III. Une indemnité de défenseur d’office pour la procédure d’appel d’un montant de 1'784 fr. 15 (mille sept cent huitante-quatre francs et quinze centimes), TVA et débours inclus, est allouée à Me Sandrine Osojnak.
IV.
Des indemnités de conseil d’office pour la procédure d’appel sont allouées,
par 1'179 fr. 35 (mille cent septante-neuf francs et trente-cinq centimes), TVA et débours inclus,
à Me Pierre-Yves Court et par
1'029
fr. 10 (mille vingt-neuf francs et dix centimes), TVA et débours inclus, à Me Antoine Eigenmann.

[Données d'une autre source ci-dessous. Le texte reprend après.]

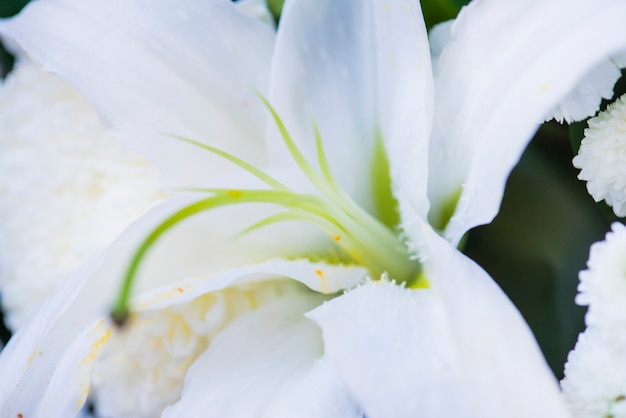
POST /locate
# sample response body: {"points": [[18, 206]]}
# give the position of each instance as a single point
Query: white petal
{"points": [[245, 366], [183, 67], [458, 349], [203, 248], [438, 38], [316, 392], [357, 70], [68, 189], [506, 67], [585, 100]]}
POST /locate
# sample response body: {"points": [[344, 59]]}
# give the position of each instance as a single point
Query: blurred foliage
{"points": [[540, 240], [11, 7], [436, 11], [8, 8], [276, 7]]}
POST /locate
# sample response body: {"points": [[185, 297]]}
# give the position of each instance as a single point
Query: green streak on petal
{"points": [[261, 175], [386, 205], [276, 7], [440, 220], [419, 282]]}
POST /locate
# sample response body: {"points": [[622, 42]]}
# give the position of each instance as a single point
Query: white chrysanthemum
{"points": [[142, 370], [68, 188], [595, 373], [602, 156], [603, 284]]}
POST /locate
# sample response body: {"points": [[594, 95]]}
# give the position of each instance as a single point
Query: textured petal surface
{"points": [[459, 348], [360, 71], [260, 358], [507, 65], [201, 248], [154, 69]]}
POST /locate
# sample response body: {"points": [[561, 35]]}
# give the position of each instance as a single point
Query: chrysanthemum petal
{"points": [[179, 67], [507, 65]]}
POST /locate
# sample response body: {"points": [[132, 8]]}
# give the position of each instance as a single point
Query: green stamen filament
{"points": [[366, 240]]}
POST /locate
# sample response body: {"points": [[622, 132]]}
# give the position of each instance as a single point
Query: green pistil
{"points": [[366, 240]]}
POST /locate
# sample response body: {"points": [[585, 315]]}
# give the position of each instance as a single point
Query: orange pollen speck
{"points": [[235, 194]]}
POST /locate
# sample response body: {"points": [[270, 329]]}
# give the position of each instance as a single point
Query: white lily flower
{"points": [[359, 74]]}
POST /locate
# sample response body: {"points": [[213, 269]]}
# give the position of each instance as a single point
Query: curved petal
{"points": [[359, 71], [201, 248], [316, 392], [459, 348], [505, 68], [183, 67], [585, 100], [255, 359]]}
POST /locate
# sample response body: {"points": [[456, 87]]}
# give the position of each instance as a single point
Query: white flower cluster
{"points": [[602, 156], [68, 188], [595, 373]]}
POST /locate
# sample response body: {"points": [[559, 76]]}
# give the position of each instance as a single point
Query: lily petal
{"points": [[316, 392], [201, 248], [187, 67], [279, 343], [458, 348], [359, 71], [506, 67]]}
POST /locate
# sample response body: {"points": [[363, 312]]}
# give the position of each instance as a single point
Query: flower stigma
{"points": [[362, 238]]}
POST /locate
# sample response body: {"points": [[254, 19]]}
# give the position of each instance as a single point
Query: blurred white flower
{"points": [[595, 373], [68, 189], [355, 79], [602, 156]]}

V. La moitié des frais d’appel, par 2'436 fr. 30 (deux mille quatre cent trente-six francs et trente centimes), y compris la moitié des indemnités indiquées aux chiffres III et IV ci-dessus, est mise à la charge de S.________, le solde étant laissé à la charge de l’Etat.
VI. S.________ ne sera tenu de rembourser à l’Etat la part mise à sa charge des indemnités fixées aux chiffres III et IV ci-dessus que lorsque sa situation financière le permettra.
VII. Le présent jugement est exécutoire.
La présidente : La greffière :
Du
Le jugement qui précède, dont la rédaction a été approuvée à huis clos, est notifié, par l'envoi d'une copie complète, à :
- Me Habib Tabet, avocat (pour S.________),
- Me Pierre-Yves Court, avocat (pour P.________),
- Me Antoine Eigenmann, avocat (pour G.________),
- Ministère public central,
et communiqué à :
- M. le Président du Tribunal correctionnel de l'arrondissement de l'Est vaudois,
- M. le Procureur de l'arrondissement de l'Est vaudois,
- Ministère public de la Confédération,
- Office fédéral de la police,
par l'envoi de photocopies.
Le présent jugement peut faire l'objet d'un recours en matière pénale devant le Tribunal fédéral au sens des art. 78 ss LTF (loi du 17 juin 2005 sur le Tribunal fédéral – RS 173.110), cas échéant d'un recours constitutionnel subsidiaire au sens des art. 113 ss LTF. Ces recours doivent être déposés devant le Tribunal fédéral dans les trente jours qui suivent la notification de l'expédition complète (art. 100 al. 1 LTF).